"La responsabilité des Occidentaux et des médias en particulier est immense. A couvrir sans cesse les échecs et les impasses palestiniennes, ils les suscitent à nouveau. Les médias et les diplomaties se satisfont de la victimisation des Palestiniens, sorte de racisme feutré et infantilisant qui permet d’éviter à chaque fois le test de la réalité et de l’efficacité. Privés de Liberté politique, les Palestiniens ne peuvent trouver dans l’opinion occidentale que commisération condescendante et presque jamais le dur langage de la vérité." Pierre Raiman
Source: Dures Vérités à Gaza (III), texte repris du blog Autour de la Liberté
Israël gagne la guerre sur le terrain et la perd dans les médias et dans l’opinion internationale. Redoutable paradoxe, le Hamas déteste non seulement Israël mais aussi toute la société occidentale et c’est pourtant là dans les rues, les rédactions et les chancelleries d’Europe qu’il l’emporte de loin !
Il y a donc quelques vérités simples qu’il faut rappeler :
1) Contrairement aux mensonges répétés et aux oublis bien pratiques des rédactions et des diplomates, le Hamas viole à plusieurs niveaux le droit international. Il le fait en visant avec ses missiles et roquettes délibérément les populations civiles. Il le fait aussi en tirant au milieu des populations civiles qui lui servent de bouclier humain. Il le fait enfin en proclamant sa volonté de faire disparaître Israël, un état reconnu par la communauté internationale.
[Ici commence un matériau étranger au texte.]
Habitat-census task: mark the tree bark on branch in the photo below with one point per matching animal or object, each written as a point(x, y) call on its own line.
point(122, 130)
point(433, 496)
2) Le principe de proportionnalité dans la riposte n’implique aucunement que du fait que les tirs du Hamas n’ont fait en 7 ans que quelques victimes civiles, la riposte israélienne soit disproportionnée parce qu’elle entraîne parmi les terroristes du Hamas ou dans la population civile un nombre considérablement plus élevé de victimes. "Je ne comprends pas les comparaisons qui sont faites sur les bilans des morts côté israélien et côté palestinien. Lorsqu’il y aura un millier de morts du côté israélien, alors l’Europe sera satisfaite ?" s’insurge l’écrivain de gauche A.B. Yehoshua, partisan de la création d’un Etat palestinien.
3) Inversement un Etat qui ne prendrait pas la défense de ses citoyens ciblés plusieurs années durant par des tirs d’obus, de roquettes et de missiles, non seulement faillirait à sa mission de protection de ses ressortissants, qui fonde sa légitimité, mais plus encore encouragerait ses ennemis à tirer plus, plus loin et plus fort. C’est d’ailleurs ce qui s’est produit depuis quelques mois, le Hamas profitant de la trêve pour améliorer la quantité, la qualité et la portée de ses armes.
4) L’exemple historique qui vient immédiatement à l’esprit est celui de l’Angleterre dont les villes comme Coventry furent bombardées par la Luftwaffe au cours de la Seconde Guerre Mondiale, puis par les tirs de missiles V1 et V2. La riposte britannique consista entre autres dans la mise en pratique des bombardements stratégiques qui rasèrent nombre de villes allemandes. Le bombardement de Dresde entre autres fit plusieurs dizaines de milliers de morts. Ces bombardements de représailles n’avaient pas d’objectifs militaires précis, les civils en furent les principales victimes. Il est évident à contrario que la riposte israélienne ne cible pas les civils en particuliers.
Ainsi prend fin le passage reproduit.